NUMERICAL COMPUTATION OF FORCES ACTING ON BLADES AS A FUNCTION OF AXIAL CLEARANCE AND MINIMUM THROAT AREA

It’s well known that in any stage of steam turbine the working fluid comes through the nozzles, which direct the flow towards the blades causing loads on the blade surfaces to move the rotor and produce useful work. These loads are oscillating in time in a harmonic pattern and could be computed by knowing the pressure around the blades in every moment. The variation in the loads are due because the interaction between the nozzle wakes with the rotating blades. In this paper, a 2D numerical computation of forces acting on blades as a function of the axial clearance and minimum throat area is presented. The pressure field in a Curtis stage of a 300 MW steam turbine was numerically computed. The Navier Stokes equations were resolved in 2D using a commercial program based on the finite volume method.

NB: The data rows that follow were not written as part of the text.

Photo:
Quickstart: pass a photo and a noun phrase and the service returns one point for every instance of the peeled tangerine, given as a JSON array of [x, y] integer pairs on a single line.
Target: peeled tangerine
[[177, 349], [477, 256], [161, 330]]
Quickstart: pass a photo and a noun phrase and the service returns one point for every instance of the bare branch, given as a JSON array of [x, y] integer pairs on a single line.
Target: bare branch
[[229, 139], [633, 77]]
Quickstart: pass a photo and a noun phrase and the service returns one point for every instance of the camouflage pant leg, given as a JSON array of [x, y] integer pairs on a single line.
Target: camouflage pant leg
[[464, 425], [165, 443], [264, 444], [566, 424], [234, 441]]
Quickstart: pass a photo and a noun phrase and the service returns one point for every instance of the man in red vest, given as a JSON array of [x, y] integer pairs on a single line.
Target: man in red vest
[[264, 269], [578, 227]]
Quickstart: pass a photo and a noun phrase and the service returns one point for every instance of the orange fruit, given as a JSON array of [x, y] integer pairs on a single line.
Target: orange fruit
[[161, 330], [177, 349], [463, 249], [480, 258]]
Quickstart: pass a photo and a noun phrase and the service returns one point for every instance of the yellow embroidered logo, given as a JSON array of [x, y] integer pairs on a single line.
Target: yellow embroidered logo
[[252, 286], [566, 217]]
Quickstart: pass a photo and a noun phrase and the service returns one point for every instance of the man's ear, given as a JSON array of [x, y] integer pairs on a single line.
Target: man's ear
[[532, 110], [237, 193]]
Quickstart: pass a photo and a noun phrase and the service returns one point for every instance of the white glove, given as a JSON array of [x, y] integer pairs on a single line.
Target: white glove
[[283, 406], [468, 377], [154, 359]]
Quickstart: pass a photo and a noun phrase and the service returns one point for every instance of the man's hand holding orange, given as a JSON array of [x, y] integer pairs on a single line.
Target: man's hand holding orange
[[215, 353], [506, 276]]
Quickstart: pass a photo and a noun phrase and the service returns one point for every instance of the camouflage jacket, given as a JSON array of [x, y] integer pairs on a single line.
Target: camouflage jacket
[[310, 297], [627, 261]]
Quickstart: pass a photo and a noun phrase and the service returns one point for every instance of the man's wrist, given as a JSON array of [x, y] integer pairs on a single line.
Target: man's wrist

The sliding mesh technique was used to take into account the interaction between the nozzle wakes and the blade motion. The forces acting on the blades were computed for several axial clearances and throat area variations. It is showed how these forces are affected by the variability of these distances. Dependence of the forces from the pressure field variation in time in the axial clearance is investigated. These forces, which cause forced vibrations on blades, are expressed as Fourier series in order to investigate the changes in these forces.